This article is part of the supplement: Probabilistic Modeling and Machine Learning in Structural and Systems Biology

Open Access Open Badges Research

A novel Bayesian approach to quantify clinical variables and to determine their spectroscopic counterparts in 1H NMR metabonomic data

Aki Vehtari1*, Ville-Petteri Mäkinen1, Pasi Soininen2, Petri Ingman3, Sanna M Mäkelä4, Markku J Savolainen4, Minna L Hannuksela4, Kimmo Kaski1 and Mika Ala-Korpela1*

Author Affiliations

1 Laboratory of Computational Engineering, Systems Biology and Bioinformation Technology, Helsinki University of Technology, P.O. Box 9203, FI-02015 HUT, Finland

2 Department of Chemistry, University of Kuopio, P.O. Box 1627, FI-70211 Kuopio, Finland

3 Department of Chemistry, Instrument Centre, Vatselankatu 2, FI-20014 University of Turku, Turku, Finland

4 Department of Internal Medicine, Clinical Research Center, University of Oulu, P.O. Box 5000, FI-90014 Oulu, Finland

For all author emails, please log on.

BMC Bioinformatics 2007, 8(Suppl 2):S8  doi:10.1186/1471-2105-8-S2-S8

Published: 3 May 2007



A key challenge in metabonomics is to uncover quantitative associations between multidimensional spectroscopic data and biochemical measures used for disease risk assessment and diagnostics. Here we focus on clinically relevant estimation of lipoprotein lipids by 1H NMR spectroscopy of serum.
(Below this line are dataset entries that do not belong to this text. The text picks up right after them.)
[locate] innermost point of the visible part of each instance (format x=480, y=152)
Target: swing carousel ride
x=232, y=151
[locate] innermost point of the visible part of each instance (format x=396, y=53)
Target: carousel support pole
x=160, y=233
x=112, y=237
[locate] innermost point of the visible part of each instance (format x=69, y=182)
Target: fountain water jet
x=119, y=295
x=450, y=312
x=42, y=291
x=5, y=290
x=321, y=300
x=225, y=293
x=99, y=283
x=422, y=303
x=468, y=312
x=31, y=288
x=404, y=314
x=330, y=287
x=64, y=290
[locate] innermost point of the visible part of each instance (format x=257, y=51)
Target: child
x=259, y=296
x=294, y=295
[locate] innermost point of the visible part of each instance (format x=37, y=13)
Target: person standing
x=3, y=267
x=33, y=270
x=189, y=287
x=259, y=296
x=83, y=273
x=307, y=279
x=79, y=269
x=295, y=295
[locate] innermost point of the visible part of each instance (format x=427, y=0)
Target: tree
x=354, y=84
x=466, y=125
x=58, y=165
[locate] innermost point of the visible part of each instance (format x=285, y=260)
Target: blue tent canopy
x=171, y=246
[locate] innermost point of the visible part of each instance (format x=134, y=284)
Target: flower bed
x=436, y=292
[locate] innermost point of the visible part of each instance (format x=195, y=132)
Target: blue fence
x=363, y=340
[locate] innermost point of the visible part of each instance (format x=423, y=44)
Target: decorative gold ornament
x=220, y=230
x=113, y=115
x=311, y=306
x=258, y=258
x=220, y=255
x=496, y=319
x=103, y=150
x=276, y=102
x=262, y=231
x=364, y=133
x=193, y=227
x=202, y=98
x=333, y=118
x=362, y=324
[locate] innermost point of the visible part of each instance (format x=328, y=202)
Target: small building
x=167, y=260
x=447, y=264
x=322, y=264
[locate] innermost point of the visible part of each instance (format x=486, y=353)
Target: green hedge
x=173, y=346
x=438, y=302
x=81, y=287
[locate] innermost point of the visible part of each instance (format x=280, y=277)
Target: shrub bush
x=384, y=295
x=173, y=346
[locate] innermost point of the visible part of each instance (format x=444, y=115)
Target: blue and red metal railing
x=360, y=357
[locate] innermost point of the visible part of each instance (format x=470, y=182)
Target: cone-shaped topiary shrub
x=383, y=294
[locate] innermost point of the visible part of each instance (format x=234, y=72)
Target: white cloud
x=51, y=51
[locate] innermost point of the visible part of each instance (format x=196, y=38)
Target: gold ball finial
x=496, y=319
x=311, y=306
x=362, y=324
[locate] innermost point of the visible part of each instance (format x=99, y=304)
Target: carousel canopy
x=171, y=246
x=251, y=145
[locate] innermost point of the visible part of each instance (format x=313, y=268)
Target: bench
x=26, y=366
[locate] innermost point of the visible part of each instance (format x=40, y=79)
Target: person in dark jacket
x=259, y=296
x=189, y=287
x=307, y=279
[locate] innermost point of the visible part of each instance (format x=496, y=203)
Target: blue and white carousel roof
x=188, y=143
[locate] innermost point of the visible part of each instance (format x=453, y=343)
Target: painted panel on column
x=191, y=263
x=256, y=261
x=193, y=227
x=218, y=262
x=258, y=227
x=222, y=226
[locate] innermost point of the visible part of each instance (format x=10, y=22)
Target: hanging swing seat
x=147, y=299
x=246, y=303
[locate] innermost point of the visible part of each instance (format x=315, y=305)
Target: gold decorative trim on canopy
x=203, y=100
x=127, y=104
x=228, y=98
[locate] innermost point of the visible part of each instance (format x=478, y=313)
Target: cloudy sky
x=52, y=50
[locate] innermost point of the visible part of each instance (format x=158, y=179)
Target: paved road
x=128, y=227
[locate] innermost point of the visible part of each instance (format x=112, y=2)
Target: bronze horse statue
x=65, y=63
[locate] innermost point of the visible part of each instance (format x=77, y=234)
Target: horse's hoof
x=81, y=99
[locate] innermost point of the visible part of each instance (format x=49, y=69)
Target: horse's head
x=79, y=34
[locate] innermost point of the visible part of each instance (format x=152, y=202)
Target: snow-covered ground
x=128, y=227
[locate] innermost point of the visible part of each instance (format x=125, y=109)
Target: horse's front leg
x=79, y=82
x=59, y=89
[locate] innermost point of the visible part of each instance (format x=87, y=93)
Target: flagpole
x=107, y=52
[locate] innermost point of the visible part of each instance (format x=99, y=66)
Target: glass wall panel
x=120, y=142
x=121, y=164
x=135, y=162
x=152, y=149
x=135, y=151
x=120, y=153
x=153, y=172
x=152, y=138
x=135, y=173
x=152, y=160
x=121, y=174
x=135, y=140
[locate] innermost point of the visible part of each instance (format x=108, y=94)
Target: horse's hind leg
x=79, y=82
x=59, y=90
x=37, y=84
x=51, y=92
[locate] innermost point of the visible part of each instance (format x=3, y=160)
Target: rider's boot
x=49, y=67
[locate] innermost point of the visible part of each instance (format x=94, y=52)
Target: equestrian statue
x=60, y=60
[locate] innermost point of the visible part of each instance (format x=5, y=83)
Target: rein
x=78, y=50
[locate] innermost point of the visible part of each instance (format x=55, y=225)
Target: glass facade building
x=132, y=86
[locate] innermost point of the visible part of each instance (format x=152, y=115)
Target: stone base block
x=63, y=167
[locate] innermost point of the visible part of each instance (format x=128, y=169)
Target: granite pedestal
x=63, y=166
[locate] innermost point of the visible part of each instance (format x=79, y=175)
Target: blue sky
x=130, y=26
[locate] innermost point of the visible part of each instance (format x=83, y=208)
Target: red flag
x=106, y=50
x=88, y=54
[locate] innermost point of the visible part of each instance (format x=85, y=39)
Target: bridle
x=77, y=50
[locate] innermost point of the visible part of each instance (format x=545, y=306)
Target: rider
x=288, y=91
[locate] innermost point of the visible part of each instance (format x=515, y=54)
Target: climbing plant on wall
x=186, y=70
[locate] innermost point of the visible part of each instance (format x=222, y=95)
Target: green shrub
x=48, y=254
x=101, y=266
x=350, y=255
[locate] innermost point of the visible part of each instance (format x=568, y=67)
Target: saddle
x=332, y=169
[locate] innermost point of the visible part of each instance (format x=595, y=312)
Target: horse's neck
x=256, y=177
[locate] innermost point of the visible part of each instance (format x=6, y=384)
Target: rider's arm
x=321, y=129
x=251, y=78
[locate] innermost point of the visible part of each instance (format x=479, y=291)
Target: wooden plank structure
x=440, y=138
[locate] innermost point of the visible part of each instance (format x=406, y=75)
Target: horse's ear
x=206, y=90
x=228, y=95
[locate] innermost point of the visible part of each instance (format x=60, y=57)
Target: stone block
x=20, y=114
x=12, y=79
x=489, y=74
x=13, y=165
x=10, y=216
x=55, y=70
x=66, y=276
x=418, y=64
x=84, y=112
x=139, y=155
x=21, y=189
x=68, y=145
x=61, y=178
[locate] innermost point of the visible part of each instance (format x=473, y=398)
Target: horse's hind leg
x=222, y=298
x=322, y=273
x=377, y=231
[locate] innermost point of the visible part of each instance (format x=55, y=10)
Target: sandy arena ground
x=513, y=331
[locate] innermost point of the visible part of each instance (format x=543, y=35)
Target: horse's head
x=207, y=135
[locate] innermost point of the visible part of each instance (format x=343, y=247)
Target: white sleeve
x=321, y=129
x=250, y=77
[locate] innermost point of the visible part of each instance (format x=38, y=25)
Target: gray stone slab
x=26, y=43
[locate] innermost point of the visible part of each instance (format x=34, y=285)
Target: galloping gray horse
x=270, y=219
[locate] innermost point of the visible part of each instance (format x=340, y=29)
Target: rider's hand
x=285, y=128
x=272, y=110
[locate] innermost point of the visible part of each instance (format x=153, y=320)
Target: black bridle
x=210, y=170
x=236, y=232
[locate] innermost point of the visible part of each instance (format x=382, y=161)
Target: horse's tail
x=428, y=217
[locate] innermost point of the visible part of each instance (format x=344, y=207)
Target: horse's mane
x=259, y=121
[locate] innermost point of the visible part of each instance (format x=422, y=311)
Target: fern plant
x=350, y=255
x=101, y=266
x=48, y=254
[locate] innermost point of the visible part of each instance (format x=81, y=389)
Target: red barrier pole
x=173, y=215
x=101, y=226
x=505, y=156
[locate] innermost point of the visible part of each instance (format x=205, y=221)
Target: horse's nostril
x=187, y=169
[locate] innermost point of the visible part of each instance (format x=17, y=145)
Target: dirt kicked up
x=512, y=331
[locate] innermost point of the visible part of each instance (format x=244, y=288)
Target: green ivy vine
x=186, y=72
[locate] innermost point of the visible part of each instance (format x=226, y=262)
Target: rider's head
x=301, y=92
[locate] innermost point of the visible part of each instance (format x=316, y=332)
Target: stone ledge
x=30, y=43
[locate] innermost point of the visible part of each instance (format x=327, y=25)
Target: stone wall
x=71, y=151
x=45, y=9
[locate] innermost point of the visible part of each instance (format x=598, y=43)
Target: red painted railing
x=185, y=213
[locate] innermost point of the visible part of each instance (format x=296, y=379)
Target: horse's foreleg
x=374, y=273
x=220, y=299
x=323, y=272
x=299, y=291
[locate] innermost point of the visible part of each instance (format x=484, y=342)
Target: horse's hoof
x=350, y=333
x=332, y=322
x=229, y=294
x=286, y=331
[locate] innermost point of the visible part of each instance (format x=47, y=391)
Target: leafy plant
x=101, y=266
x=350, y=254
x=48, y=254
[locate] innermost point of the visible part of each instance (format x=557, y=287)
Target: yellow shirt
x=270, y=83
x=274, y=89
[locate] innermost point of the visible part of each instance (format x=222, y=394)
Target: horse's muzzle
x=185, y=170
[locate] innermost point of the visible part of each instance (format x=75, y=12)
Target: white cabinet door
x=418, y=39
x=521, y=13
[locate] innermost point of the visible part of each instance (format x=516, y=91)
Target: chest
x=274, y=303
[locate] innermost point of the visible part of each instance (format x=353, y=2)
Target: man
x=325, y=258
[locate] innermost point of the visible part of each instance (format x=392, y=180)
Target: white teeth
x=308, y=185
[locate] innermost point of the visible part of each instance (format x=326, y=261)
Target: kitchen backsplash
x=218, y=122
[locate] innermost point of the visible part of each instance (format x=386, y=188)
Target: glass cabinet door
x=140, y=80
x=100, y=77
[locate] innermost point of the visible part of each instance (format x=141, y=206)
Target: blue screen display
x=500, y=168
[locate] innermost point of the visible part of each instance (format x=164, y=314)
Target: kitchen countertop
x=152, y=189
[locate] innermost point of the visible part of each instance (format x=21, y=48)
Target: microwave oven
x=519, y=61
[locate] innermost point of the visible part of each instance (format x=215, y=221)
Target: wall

A Bayesian methodology, with a biochemical motivation, is presented for a real 1H NMR metabonomics data set of 75 serum samples. Lipoprotein lipid concentrations were independently obtained for these samples via ultracentrifugation and specific biochemical assays. The Bayesian models were constructed by Markov chain Monte Carlo (MCMC) and they showed remarkably good quantitative performance, the predictive R-values being 0.985 for the very low density lipoprotein triglycerides (VLDL-TG), 0.787 for the intermediate, 0.943 for the low, and 0.933 for the high density lipoprotein cholesterol (IDL-C, LDL-C and HDL-C, respectively). The modelling produced a kernel-based reformulation of the data, the parameters of which coincided with the well-known biochemical characteristics of the 1H NMR spectra; particularly for VLDL-TG and HDL-C the Bayesian methodology was able to clearly identify the most characteristic resonances within the heavily overlapping information in the spectra. For IDL-C and LDL-C the resulting model kernels were more complex than those for VLDL-TG and HDL-C, probably reflecting the severe overlap of the IDL and LDL resonances in the 1H NMR spectra.


The systematic use of Bayesian MCMC analysis is computationally demanding. Nevertheless, the combination of high-quality quantification and the biochemical rationale of the resulting models is expected to be useful in the field of metabonomics.